Japanese cinema

Everyone knows Japanese moviegoers don’t care for comedies — they get plenty of laughs for free on the tube and don’t feel like paying for them in the theater. Everyone also knows Japanese like the security of seeing familiar stories and characters on the screen — thus nearly every mainstream film here is based on a hit property from another medium, be it a novel, comic or game.

And now everybody knows that all the above is untrue, at least when it comes to “Suite Dreams,” Koki Mitani’s comedy based on his original script about frantic preparations for New Year’s Eve at a luxury hotel. Twelve days after its Jan. 14 release, the film recorded its 1.5 millionth admission, a start on par with that achieved by “Crying Out for Love in the Center of the World,” the weepy romantic drama that went on to gross ¥8.5 billion ($74 million) in 2004. “Suite Dreams” may not reach this dizzying height — distributor Toho is aiming for a gross of $43.5 million — but it is definitely the biggest B.O. smash of Mitani’s three films as a scriptwriter-director.

The reason for this success, Mitani says, is simple: “The audience has become used to enjoying my style of comedy. I’m now reaping what I’ve sowed.” Over a two-decade career, Mitani has written scripts for plays, TV dramas, his own films (“Welcome Back, Mr. McDonald,” “Our House”) and films directed by others (“The Gentle 12,” “The University of Laughs”) that delight in snappy dialogue, brisk exposition and clockwork plots with an air of adult sophistication.

In the process he has taken much inspiration from the giants of old Hollywood — Billy Wilder is a special favorite. “Suite Dreams” owes much to the 1933 MGM classic “Grand Hotel,” from its setting to its multiple storylines, though Mitani insists he was “attracted more by the ‘Grand Hotel’-type of story than by ‘Grand Hotel’ itself … It’s something I wanted to try as scriptwriter at least once.”

In filming “Suite Dreams,” however, Mitani didn’t have the luxury of a lengthy prep time — “We rehearsed (scenes) in the morning and shot them in the afternoon,” he commented — which makes the film’s intricate, flawless staging and camerawork all the more remarkable.
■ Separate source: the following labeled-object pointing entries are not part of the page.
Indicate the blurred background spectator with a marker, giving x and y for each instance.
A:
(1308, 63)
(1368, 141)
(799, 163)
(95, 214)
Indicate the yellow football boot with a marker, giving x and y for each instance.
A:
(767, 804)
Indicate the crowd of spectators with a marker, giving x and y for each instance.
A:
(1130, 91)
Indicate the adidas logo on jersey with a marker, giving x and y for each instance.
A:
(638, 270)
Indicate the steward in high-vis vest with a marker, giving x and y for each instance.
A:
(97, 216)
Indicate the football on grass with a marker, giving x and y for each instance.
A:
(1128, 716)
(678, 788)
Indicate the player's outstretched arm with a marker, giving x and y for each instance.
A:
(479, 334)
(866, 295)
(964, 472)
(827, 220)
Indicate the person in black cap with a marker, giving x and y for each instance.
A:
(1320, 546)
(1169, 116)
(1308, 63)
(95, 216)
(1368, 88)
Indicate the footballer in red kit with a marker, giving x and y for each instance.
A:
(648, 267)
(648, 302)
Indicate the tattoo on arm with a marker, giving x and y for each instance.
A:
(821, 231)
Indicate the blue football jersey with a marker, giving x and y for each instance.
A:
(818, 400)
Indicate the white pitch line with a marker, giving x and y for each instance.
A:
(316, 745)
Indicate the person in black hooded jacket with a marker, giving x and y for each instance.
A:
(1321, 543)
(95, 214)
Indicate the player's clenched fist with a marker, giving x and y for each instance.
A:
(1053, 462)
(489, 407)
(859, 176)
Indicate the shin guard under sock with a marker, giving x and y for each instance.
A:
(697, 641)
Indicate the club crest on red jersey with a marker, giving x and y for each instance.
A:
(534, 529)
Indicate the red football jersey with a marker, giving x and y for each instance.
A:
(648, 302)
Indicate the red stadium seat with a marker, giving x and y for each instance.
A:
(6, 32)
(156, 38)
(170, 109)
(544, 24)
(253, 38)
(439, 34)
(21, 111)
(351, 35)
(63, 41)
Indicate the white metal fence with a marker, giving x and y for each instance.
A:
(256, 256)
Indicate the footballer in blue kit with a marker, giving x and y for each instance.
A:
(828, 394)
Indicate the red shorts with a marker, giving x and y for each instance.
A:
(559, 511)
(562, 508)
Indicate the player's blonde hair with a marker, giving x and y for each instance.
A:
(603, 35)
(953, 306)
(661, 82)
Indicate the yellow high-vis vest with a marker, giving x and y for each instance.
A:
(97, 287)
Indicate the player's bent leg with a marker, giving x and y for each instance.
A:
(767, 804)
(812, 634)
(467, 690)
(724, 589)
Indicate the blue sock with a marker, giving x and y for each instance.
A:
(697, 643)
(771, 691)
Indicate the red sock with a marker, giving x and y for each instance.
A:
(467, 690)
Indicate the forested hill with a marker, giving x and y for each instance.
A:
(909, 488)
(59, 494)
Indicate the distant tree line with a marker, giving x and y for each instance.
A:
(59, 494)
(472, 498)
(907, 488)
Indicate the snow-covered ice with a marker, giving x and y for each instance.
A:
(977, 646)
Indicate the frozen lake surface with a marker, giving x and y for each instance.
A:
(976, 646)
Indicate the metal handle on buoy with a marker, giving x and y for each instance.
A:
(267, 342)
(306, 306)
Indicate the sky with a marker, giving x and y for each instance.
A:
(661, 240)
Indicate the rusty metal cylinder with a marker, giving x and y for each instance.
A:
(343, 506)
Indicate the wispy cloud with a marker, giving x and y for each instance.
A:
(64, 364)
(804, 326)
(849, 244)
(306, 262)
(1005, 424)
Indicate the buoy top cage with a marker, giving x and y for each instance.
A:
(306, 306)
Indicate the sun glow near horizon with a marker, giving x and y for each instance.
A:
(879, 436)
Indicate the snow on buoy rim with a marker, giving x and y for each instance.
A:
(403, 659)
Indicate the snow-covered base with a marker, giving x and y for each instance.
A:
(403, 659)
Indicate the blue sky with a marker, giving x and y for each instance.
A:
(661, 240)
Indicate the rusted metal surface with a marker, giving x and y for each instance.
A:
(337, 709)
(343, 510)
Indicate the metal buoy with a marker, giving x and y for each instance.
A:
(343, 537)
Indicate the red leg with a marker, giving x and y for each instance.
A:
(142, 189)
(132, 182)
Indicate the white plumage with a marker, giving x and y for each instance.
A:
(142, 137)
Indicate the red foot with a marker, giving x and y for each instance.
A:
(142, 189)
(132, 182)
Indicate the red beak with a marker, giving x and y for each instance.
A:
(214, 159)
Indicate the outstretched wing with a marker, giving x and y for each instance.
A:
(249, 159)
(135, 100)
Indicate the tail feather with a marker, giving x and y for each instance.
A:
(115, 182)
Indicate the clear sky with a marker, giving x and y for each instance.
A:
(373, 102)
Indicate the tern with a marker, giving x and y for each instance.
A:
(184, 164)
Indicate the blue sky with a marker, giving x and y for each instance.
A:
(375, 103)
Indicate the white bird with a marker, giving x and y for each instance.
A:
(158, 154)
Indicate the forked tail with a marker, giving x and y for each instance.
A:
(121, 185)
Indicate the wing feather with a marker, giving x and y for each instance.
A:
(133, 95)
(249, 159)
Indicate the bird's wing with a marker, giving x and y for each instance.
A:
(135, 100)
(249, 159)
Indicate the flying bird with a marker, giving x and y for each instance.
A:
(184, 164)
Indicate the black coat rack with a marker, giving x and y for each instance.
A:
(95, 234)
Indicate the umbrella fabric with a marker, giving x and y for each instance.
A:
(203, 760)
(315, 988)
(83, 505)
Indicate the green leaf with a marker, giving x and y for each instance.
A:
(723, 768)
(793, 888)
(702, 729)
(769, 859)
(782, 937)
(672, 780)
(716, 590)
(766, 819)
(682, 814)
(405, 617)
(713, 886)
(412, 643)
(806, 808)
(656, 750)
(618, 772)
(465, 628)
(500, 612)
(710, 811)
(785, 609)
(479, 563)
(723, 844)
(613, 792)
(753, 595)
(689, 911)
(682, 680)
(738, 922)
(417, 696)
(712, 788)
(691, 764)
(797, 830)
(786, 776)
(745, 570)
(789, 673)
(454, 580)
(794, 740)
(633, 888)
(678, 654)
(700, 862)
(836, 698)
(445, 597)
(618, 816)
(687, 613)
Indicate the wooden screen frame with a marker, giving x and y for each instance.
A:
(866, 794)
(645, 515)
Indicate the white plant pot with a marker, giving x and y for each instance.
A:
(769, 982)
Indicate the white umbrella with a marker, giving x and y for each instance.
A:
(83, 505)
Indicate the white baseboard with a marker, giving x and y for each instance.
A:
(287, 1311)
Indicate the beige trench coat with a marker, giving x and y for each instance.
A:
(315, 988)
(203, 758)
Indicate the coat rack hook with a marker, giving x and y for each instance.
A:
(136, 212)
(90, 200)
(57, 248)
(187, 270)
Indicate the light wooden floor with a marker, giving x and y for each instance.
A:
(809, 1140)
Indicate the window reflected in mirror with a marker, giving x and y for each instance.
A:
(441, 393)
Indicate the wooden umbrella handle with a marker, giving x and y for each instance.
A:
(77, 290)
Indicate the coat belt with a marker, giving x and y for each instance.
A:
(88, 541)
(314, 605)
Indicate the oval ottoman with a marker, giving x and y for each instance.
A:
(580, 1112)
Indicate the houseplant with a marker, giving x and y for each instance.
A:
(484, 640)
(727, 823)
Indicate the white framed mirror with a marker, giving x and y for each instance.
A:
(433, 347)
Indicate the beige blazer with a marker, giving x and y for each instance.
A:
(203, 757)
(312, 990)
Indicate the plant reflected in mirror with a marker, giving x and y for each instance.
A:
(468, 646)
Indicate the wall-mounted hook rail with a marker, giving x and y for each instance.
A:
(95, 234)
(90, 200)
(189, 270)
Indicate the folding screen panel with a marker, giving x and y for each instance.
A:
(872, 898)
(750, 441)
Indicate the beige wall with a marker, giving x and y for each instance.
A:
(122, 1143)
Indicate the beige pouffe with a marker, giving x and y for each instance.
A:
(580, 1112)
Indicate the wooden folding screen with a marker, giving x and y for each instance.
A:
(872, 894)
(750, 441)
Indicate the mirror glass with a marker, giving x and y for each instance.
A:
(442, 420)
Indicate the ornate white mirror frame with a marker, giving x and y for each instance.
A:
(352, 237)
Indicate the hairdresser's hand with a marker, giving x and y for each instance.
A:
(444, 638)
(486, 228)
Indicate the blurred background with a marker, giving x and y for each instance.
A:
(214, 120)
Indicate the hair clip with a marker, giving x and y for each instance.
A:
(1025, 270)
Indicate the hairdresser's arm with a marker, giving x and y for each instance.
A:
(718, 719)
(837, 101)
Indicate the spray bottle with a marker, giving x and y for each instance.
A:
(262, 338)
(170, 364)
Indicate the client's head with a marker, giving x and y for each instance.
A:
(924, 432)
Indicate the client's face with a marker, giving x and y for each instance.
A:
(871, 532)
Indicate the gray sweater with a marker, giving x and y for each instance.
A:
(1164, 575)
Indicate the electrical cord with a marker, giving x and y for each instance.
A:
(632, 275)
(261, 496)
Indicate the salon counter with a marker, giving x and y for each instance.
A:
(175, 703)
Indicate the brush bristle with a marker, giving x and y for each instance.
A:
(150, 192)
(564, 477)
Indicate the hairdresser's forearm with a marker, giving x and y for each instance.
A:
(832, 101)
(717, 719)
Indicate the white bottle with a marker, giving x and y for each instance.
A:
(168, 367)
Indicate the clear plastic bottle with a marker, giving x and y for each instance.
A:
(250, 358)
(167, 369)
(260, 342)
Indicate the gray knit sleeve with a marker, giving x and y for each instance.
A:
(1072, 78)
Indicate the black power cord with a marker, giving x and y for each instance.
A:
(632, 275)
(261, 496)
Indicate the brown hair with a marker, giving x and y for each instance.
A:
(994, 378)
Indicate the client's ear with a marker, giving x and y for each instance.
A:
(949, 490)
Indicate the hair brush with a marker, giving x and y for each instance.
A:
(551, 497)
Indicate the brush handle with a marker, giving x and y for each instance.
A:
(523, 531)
Connecting all the various plot threads is the hotel deputy manager played by Koji Yakusho, the film’s biggest international name for his turns in “Memoirs of a Geisha” and “Shall We Dance?” “I knew that Yakusho could do anything — that’s why I asked him to play this master-of-ceremonies role in the film,” Mitani said.

“Suite Dreams” is obvious remake material — deliberately so. “I’m always thinking about a remake when I write a film script,” Mitani comments. And Mitani would frankly be interested helming the Hollywood version himself. “I’d like to see the American audience’s reaction,” he says. Also, he feels that Hollywood would better appreciate a scriptwriter who actually comes up with his own ideas: “In Japan no one understands the difference between original screenplays and adaptations … Unfortunately, I don’t see that changing anytime soon.”